7 Web Scraping in R

After working through Tutorial 7, you’ll…

know how to scrape the content of websites in R

To do so, remember the steps of scraping you learned about in the last tutorial:

Identify the URL of the website you want to scrape
Download its content
From downloaded data, separate „junk“ from relevant data

7.1 Identify URL of website

Let’s again take the Wikipedia page on “Communication studies” as an example: https://en.wikipedia.org/wiki/Communication_studies

This is how the website looks like in my browser:

Image: Wikipedia page

Now, look at the underlying code (click on the right, then choose “View Page Source” or “View Source” depending on your computer/browser).

Image: Wikipedia page Source Code

To be sure that we can scrape the website, take a look at Wikipedia’s “robots.txt” file here.

7.2 Download website content

To download the source code, we download and activate two packages:

r package polite (for more info, see here)
r package rvest (for more info, see here)

While rvest allows us to scrape and parse content, polite assures that we adhere to “good behavior” while doing so.
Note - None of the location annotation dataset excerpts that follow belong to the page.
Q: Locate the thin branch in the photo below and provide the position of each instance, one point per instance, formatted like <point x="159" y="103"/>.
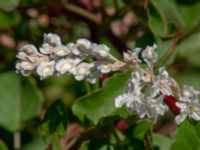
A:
<point x="17" y="140"/>
<point x="82" y="12"/>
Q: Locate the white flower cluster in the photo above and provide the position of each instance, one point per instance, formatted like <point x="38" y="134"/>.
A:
<point x="146" y="91"/>
<point x="83" y="59"/>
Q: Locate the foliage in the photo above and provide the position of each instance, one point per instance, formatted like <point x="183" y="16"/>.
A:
<point x="84" y="116"/>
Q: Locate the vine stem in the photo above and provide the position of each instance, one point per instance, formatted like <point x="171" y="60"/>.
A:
<point x="17" y="140"/>
<point x="82" y="12"/>
<point x="148" y="139"/>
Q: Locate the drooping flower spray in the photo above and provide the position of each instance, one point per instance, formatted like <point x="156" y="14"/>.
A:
<point x="148" y="93"/>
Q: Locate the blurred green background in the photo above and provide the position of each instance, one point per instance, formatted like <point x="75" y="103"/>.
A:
<point x="121" y="24"/>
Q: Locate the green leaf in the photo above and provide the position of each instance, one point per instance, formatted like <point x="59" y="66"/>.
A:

With polite, we can…

tell website owners who we are
respect which website content we are (not) allowed to scrape
time our scraper so that we do not constantly hit websites with our scraping requests

install.packages("rvest")
install.packages("polite")
library("rvest")
library("polite")

Next, we use the bow() command polite to “introduce” us to the website and see whether we can scrape it:

session <- bow(url = "https://en.wikipedia.org/wiki/Communication_studies",
               user_agent = "Teaching project, 
               Valerie Hase, 
               Department of Media and Communication,
               LMU Munich")
#Result
session

## <polite session> https://en.wikipedia.org/wiki/Communication_studies
##     User-agent: Teaching project, 
##                Valerie Hase, 
##                Department of Media and Communication,
##                LMU Munich
##     robots.txt: 456 rules are defined for 33 bots
##    Crawl delay: 5 sec
##   The path is scrapable for this user-agent

When inspecting the result, we can see that we are allowed to scrape this website. However, we should wait for 5 seconds in-between scraping requests.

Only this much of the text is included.